Something you may notice about our cover that is a bit unusual is the proximity of the operator to robot. In our story, a new class of robots, called collaborative robotics, is presented and shown in use.

According to the manufacturer, Universal Robots, these machines use force sensing technology that is effective enough to stop any robot motion when it encounters an unknown object in its path. Man and machine can co-exist side by side. If viewed as a tool (which it is), the robot is a labor saving device rather than labor eliminating.

By virtue of the advances in “mechatronics,” the blending of mechanical devices with electronics, what was once promissory technology is now reality. This is playing out not just in robotics, but in virtually all aspects of applied automation technology.

I can remember when industrial robots first hit the manufacturing scene in the 1970s and 80s with early adapters like Unimation and Cincinnati Milacron being touted as the beginning of a revolution.

The Unimate was not an articulated arm, as we now see the industrial robot, which restricted its range of motion. In the case of the Milacron machine, it was hydraulically actuated, which restricted where it could be applied.

These robots and others of the time were further restricted by the speed and memory capacity of their controllers. Back in those days, memory was often measured in feet, a nod to the length of NC tape that could be held in the buffers.

However, the idea of robots was captivating and while “generation one” was less than fulfilling of its promise, with the need for worker separation necessitated by occasional loss of the robot’s computer mind, development continued. Applications for robots and the myriad of other automation devices such as loaders, bar feeders, pick-and-place devices and advances in vision technology have geometrically increased the value of these machines in the modern manufacturing environment.

The mechatronics of today has produced a reliable, easily programmable and extremely useful tool in the manufacturer’s arsenal. Moreover, this reliability, and developments in sensing technology, has led us to the practical application of collaborative robots, which is the subject of our cover story.

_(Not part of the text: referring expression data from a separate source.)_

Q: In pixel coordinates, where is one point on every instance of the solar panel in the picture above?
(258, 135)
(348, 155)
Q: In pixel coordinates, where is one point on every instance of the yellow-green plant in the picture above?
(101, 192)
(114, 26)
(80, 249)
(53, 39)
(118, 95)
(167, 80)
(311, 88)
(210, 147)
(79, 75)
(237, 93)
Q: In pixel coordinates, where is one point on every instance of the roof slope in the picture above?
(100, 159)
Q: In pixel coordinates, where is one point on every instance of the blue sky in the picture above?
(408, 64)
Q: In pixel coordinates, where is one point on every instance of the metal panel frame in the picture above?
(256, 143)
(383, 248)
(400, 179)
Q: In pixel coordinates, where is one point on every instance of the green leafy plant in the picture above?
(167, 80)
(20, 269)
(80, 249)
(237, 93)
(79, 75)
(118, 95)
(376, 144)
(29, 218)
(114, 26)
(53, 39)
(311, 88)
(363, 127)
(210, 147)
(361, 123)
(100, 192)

Another lesson that has been learned, or put another way, a fear that has been overcome, is worker displacement from robotic and other forms of automation. Labor is not replaced by these machines, but saved. They are labor saving devices that free people to do more value-added work. Time has shown this to be correct and that increasing skill levels, and thus value, is a good thing.

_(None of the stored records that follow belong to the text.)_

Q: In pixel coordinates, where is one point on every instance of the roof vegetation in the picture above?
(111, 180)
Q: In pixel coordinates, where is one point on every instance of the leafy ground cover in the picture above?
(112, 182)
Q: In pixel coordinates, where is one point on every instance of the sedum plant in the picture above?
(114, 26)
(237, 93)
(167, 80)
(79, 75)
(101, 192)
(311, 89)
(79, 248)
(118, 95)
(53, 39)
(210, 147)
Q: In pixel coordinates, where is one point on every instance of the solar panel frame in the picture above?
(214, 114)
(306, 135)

Automation is not new. It has been going on, to one degree or another, since people first chipped a piece of flint with a rock. Automation is in our DNA as we strive to find better, faster and more consistent ways to perform necessary tasks, thus freeing us up to do other things that help our standard of work and living move forward. In manufacturing, it has manifested in machines and accessories that lighten the physical burden of work, and potentials for injury, in ways that mechanize tasks often by distancing people from the source.

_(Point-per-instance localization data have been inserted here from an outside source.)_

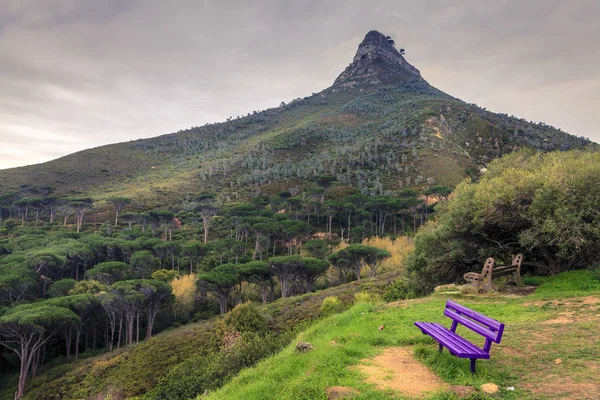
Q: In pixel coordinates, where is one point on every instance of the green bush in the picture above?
(548, 205)
(398, 290)
(202, 373)
(331, 305)
(246, 318)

What we are seeing in manufacturing has occurred in industries before. Agriculture comes to mind. Once a majority of Americans worked on farms. As automation was developed in the form of the cotton gin, the reaper, steel plow and eventually the combine and self-propelled tractor, the number of farmers went down, but the production of food went up.

Many of these farmers went to work in factories and for a long time survived in what was a relatively insulated marketplace of domestic suppliers and consumers. Today, we compete globally and many of those traditional manufacturing jobs can be and are being automated.

Those workers who have experienced these changes find new ways to contribute to their company. It’s been the pattern for a long time and is not going to stop. Manufacturing will continue to find better, faster, more efficient ways to produce goods and services necessary for progress.